What do you do for a living? It’s the standard question when meeting someone new. Everyone asks it and most people have a simple answer. It’s as if that one question can tell someone who you are so they can decide if you’re worth their time. If your answer is interesting, they will want to know more. If you say accountant or banker, they change the subject quickly. If you say that you work at McDonald’s, well… you get my point. We’re all guilty of it; judgement. It comes as naturally as breathing unless we fight against it.

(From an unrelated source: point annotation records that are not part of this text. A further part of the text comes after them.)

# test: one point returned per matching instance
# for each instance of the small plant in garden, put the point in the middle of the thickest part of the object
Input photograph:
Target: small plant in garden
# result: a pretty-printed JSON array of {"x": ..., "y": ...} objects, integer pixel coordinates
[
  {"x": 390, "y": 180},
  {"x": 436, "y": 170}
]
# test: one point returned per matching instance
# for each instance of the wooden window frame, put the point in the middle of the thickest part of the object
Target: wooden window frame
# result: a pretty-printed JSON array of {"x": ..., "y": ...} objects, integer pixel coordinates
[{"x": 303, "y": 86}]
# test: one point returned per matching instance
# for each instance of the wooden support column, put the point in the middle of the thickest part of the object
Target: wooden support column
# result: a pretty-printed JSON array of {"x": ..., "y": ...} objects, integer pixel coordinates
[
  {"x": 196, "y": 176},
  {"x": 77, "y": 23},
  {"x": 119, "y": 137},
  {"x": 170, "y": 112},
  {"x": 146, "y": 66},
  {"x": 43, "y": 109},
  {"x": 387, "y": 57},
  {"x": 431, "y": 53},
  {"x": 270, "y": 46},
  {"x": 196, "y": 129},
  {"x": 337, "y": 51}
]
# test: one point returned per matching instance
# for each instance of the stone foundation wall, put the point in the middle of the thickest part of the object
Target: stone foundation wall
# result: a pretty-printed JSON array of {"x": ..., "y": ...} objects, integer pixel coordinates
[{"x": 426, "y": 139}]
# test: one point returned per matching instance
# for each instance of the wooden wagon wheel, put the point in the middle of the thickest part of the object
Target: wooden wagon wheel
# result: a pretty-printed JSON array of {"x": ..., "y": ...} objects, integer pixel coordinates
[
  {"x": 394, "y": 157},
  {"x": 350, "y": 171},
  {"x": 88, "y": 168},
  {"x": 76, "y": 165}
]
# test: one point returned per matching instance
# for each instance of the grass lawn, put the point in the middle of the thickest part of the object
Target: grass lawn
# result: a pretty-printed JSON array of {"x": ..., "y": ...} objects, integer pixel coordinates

The “what do you do” question is kind of scary to someone like me. I don’t have a quick answer. I don’t even really have a long one. People are always telling me to make one up but I don’t like to lie and have never been good at it. When I meet someone new, I usually say that I’m on disability and can’t work. For some people, that is enough because they realize it’s none of their business. Most people, however, are curious by nature. They follow up with question after question until I’ve explained everything I would rather not talk about with strangers.

So, what do I do? What does anybody do when they don’t want their job to immediately define them? I spend most of my time writing. I’ve published one book and have one on the way but I will probably never make a good living from my writing. Can I tell people I’m a writer?

There is a lot more to my life than my disability. There is a lot more to a lawyer than the law and a homeless man than his lack of a house. If we can’t change the stigmas attached to our employment, maybe we need to change the question.